I think I have experienced a little bit of each of these feelings, but the feelings were much stronger a year ago at the beginning of my retirement than they are now. And that is where “The Joy of Not Working” comes in. Ernie Zelinski essentially posits that simply put, work is over rated. That sounds like blasphemy to people like me. Certainly there is no way I could buy what he is selling in this book! Wrong.

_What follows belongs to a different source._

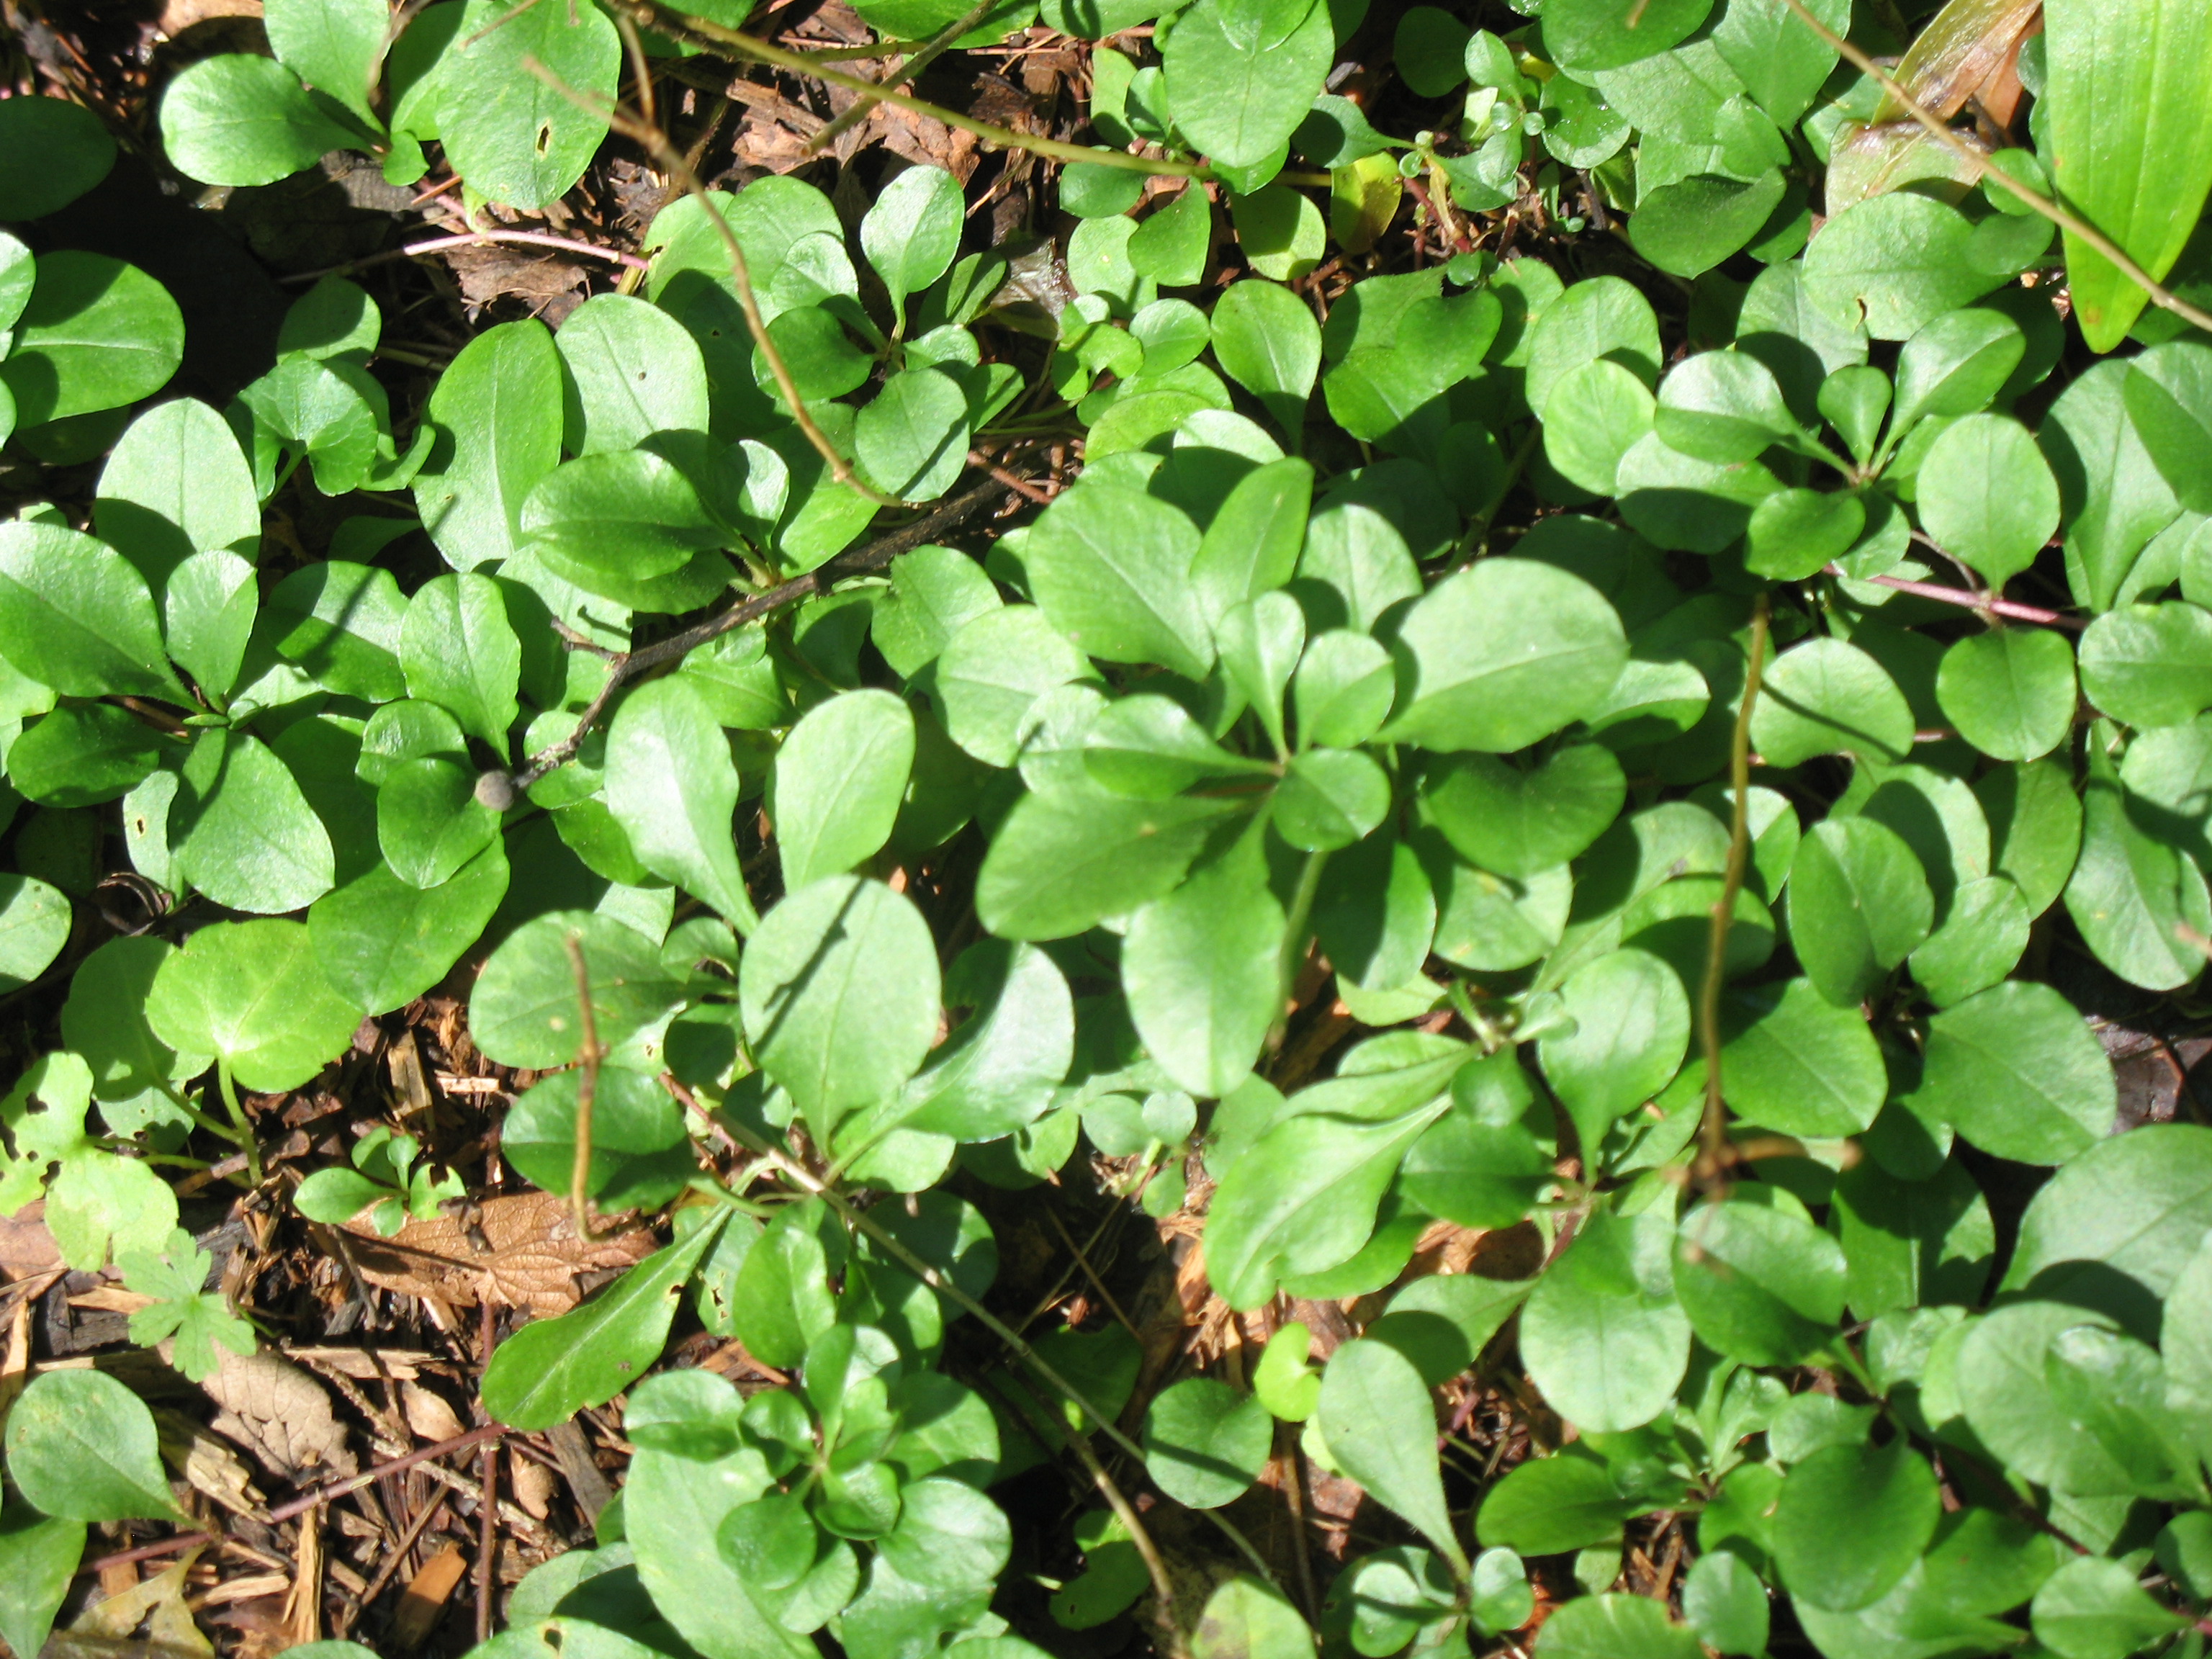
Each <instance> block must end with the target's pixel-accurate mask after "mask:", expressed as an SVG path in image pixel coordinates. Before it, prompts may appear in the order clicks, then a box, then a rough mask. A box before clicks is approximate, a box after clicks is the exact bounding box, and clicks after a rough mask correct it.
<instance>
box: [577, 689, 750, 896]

Actually he did prove to me that leisure is more valuable than work! I literally have had a paradigm shift as a result of this book. And thankfully it has come at the perfect time. As I stated early in my blogging, I am working out everything about my retirement life, or plan, as I go. This book will be a text book for me. I plan to totally embrace its teachings.  I can tell you that my views on work were skewed and out of whack. And further my family and I have paid a price as a result. I am sorry that I did not have a healthier, more balanced view of work at the age of 23. However, in fairness my focus was really just about supporting my family of five, and I didn’t know any other way to do it.

Zelinski makes so many valuable and important points that I will be writing a series of blog posts centered around the book. The title might imply that it is primarily about the value of leisure versus work, but it goes much further than that. Just a couple of points he drives home are 1. the value of living in the now. This moment or day only, 2. we can really live well on far, far less money then we currently make, 3. the real cause of boredom, 4. getting to know yourself, 5. money will never make you happy, 6. the beauty of solitude, and too many more to mention.

Obviously, I highly, highly recommend you purchase this book. If it doesn’t help you in some area of your life, I will be shocked. And I promise you that you will want to pass it on to several of your friends who you know will be helped by it.